Eichorn NIH Grant
In June 2023, Dr. Naomi Eichorn was awarded an R21 grant from the National Institute of Health for her project “Information processing biases in adults who stutter: Behavioral and eye-tracking indices of threat-related attention allocation.” R21 grants support exploratory research and developmental research that “extend previous discoveries toward new directions or applications.” Building on her previous research on the underlying cognitive mechanisms involved in stuttering, Dr. Eichorn’s project examines the interaction of attention and emotion and their impact on the individual’s experience of stuttering.
In the following interview, Dr. Eichorn shared her perspective on the impact of the NIH grant, her motivation for this project, and its contribution to the understanding of stuttering and the future of stuttering interventions.
How did you become interested in stuttering, its underlying mechanisms, and attention bias specifically?
Like many in our field, my interest in speech pathology and stuttering, in particular, was first sparked by experiences of close family members. My younger brother stuttered intermittently as a child and I was puzzled by the way fluctuations in his stuttering seemed to be influenced by his reactions to what was happening. The more he thought and worried about stuttering, the more he appeared to struggle. Around this time, I also heard a presentation about stuttering in one of my undergraduate courses about how stuttering is complicated over time by layers of anxiety, fear, and shame that develop in response to stuttering. I was intrigued by the complex ways aspects of speech production interacted with thoughts and emotions.
Our field has known about stuttering for as long as we’ve been a field and yet, a unifying theory of stuttering still eludes researchers. At this point, it is well accepted that stuttering arises from dynamic interactions between many factors – genetic, motor, linguistic, cognitive, and emotional – but we don’t yet have a clear understanding of the extent to which each factor contributes to individual outcomes. I am primarily interested in cognitive and emotional factors and aim to gain a clearer understanding of how aspects of cognition, particularly attention, shape the development of emotional responses to stuttering. Most of my studies so far have examined associations between attention and stuttering but haven’t accounted for emotional factors. In my current project, I’ve broadened my questions and developed original tasks that can provide information about how both of these factors interact with each other and influence psychological sequelae of stuttering.
What gap(s) in the literature on stuttering helped inspire this research?

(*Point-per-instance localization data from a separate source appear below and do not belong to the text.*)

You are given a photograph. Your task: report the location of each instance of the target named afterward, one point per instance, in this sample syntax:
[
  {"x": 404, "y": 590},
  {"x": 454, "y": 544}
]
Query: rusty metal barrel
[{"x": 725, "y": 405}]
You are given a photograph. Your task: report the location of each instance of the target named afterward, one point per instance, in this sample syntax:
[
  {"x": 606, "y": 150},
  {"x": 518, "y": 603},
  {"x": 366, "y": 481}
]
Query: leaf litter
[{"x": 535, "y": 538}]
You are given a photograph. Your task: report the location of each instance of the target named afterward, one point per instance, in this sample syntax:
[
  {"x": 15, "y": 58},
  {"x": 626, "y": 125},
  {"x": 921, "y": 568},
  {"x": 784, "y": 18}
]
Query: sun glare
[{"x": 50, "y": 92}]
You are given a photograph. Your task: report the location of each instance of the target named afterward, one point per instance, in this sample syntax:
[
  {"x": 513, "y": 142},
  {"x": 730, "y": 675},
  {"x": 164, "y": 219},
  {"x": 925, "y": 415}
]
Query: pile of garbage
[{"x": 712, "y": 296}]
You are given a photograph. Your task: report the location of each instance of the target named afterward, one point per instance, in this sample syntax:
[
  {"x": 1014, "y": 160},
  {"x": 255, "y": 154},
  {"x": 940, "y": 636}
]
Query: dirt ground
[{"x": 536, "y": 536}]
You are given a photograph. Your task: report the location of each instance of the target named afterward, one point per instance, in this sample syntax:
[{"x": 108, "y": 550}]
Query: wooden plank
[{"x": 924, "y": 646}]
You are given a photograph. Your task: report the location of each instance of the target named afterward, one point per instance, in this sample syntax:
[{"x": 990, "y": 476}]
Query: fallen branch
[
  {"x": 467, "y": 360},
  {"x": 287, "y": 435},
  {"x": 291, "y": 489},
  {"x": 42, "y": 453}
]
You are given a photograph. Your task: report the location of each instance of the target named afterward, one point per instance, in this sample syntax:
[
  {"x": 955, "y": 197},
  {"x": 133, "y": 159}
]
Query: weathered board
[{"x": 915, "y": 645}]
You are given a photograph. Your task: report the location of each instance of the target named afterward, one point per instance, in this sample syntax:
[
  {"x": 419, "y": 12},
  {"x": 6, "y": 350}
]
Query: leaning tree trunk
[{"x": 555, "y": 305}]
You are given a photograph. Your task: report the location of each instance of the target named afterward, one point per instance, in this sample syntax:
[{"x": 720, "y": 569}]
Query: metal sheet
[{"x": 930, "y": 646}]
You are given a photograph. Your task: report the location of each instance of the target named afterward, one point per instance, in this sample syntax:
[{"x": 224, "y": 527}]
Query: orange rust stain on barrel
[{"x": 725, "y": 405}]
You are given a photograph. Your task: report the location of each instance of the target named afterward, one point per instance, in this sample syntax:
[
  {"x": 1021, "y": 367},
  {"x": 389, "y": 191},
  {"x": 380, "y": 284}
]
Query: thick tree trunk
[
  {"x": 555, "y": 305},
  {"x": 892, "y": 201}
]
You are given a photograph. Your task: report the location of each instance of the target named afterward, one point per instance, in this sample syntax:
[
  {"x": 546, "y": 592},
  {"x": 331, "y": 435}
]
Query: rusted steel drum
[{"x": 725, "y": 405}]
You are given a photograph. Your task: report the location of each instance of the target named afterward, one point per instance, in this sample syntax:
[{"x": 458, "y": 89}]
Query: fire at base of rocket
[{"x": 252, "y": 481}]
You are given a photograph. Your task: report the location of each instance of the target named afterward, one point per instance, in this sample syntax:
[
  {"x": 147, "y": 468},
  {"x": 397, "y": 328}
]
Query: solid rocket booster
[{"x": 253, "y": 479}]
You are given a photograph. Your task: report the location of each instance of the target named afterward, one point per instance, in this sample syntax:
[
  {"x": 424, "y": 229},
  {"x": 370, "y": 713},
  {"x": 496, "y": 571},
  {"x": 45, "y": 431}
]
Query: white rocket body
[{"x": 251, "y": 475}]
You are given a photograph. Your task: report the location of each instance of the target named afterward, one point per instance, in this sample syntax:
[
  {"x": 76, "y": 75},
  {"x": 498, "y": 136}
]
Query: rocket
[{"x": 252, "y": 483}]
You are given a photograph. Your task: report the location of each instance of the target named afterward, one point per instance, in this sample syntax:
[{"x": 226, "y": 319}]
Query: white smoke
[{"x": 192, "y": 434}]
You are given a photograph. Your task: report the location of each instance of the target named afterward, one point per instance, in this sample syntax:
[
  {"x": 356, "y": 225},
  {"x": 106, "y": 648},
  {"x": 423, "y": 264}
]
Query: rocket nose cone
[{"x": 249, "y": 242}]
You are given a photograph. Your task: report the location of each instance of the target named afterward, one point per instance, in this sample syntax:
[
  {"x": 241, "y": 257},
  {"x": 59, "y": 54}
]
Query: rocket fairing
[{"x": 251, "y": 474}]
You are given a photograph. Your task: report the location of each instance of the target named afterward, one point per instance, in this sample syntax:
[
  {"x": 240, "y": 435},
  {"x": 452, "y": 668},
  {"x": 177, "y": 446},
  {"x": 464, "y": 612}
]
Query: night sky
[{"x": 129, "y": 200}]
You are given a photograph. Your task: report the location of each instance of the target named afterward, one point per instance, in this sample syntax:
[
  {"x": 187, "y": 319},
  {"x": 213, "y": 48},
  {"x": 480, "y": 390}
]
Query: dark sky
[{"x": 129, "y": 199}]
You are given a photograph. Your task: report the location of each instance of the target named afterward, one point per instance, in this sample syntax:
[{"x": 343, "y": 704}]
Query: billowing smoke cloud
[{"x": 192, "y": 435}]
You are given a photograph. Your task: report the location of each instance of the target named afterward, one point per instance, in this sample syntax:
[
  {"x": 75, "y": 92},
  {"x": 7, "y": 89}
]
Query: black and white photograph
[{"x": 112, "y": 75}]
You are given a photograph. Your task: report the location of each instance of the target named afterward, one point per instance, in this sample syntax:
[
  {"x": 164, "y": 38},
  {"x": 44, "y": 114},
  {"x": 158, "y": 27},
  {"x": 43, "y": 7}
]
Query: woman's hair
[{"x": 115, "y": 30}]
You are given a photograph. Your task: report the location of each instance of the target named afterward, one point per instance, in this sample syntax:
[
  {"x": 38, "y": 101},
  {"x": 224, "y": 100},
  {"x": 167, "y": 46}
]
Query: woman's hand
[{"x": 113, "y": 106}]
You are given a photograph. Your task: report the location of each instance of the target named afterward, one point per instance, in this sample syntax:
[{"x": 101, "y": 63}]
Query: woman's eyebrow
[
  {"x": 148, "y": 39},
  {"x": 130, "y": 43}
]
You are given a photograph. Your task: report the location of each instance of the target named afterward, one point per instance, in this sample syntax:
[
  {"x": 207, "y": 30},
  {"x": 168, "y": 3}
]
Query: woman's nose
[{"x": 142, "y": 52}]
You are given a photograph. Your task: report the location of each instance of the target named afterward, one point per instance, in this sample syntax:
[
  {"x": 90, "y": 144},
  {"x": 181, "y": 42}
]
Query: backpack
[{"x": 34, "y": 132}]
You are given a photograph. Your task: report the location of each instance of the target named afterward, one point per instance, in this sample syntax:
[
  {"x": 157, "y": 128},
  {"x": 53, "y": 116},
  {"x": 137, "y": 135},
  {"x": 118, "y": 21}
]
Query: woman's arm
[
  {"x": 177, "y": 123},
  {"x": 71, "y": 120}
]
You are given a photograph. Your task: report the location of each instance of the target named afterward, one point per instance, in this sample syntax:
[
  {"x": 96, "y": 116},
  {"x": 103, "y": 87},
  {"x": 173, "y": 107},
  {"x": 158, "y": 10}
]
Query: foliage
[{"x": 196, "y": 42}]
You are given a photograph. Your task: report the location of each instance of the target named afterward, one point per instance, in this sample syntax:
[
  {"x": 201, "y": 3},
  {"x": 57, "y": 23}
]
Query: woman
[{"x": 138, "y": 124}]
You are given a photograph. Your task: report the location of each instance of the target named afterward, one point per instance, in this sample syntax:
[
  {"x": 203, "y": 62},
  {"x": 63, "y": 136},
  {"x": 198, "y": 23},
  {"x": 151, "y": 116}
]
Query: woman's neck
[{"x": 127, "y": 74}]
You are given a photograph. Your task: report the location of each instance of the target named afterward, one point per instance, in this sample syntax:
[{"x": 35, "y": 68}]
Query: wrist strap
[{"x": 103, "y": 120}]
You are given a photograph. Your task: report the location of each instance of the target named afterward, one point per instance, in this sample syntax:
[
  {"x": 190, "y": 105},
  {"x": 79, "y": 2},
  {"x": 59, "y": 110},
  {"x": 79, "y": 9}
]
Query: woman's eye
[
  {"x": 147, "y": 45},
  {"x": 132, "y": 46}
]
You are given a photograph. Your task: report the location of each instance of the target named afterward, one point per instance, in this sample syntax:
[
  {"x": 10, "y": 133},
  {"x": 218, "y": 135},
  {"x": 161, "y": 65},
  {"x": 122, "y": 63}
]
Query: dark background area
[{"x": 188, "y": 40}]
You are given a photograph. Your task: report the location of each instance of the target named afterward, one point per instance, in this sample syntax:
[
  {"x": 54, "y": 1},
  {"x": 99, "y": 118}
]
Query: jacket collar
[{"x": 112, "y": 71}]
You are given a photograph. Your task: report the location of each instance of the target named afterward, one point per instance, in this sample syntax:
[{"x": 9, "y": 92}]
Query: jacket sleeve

My research focuses on causal mechanisms that may drive hidden features of stuttering. Most people are familiar with the overt speech behaviors associated with stuttering, such as blocks, repetitions, and prolongations. Psychological reactions to the life experiences of stuttering are ‘hidden’ in that they are not apparent to listeners but can be far more debilitating and are not well understood. These reactions can include fear, shame, negative attitudes about speaking, and avoidance of sounds, words or speaking situations altogether. Such responses vary widely across individuals, do not correlate with surface symptoms (i.e., observable blocks/repetitions), and are challenging to treat. My research focuses on the role of selective attention in these responses and assesses whether attention bias to threat plays a causal role in individual emotional outcomes related to stuttering. Similar to individuals with anxiety, who demonstrate heightened attention to threat-related stimuli (especially when such stimuli directly relate to their personal concerns), adults who stutter may allocate attention to threat-related stimuli more quickly and for longer durations than controls.
What are the immediate and long-term goals for the project?
The immediate goals of the funded project are to identify and characterize patterns of threat-related attention bias in adults who stutter. The study includes a variety of experimental tasks that reliably elicit attention bias in clinical populations and uses eye-tracking techniques that provide near-continuous measures of visual attention patterns. Our tasks also incorporate personalized threat stimuli for each participant that more directly reflect individual lived experiences of stuttering. In addition to our experimental data, we are gathering extensive subjective data related to our participants’ perceived psycho-emotional impact of stuttering. Ultimately, we aim to examine the extent to which attention bias tendencies contribute to emotional responses to stuttering.
Over the long-term, our findings will provide a means for identifying individuals at highest risk for adverse effects of stuttering. Our data will also guide the development of novel interventions designed to modify attention bias patterns and potentially neutralize fear-based responses to stuttering.
How will the NIH grant facilitate your research project in the area of biased attention and stuttering?
The grant from NIH generously provides three years of funding to cover expenses related to this project, such as personnel, equipment, travel, and time required to carry out the project successfully. I am excited to be collaborating with internationally recognized researchers in the area of attention bias, including Dr. Yair Bar-Haim from Tel Aviv University in Israel and Dr. Daniel Pine at the National Institutes of Mental Health. Dr. Luca Campanelli at University of Alabama is contributing conceptual and practical expertise related to eye-tracking methodology and faculty at the University of Memphis are collaborating on all aspects of data analysis and interpretation. I am also fortunate to have an incredible GA, Payton Roberts, and talented team of students assisting with this project in the Cognition, Language and Speech Lab. All of our progress and achievements are a team effort and I am grateful for everyone’s contributions!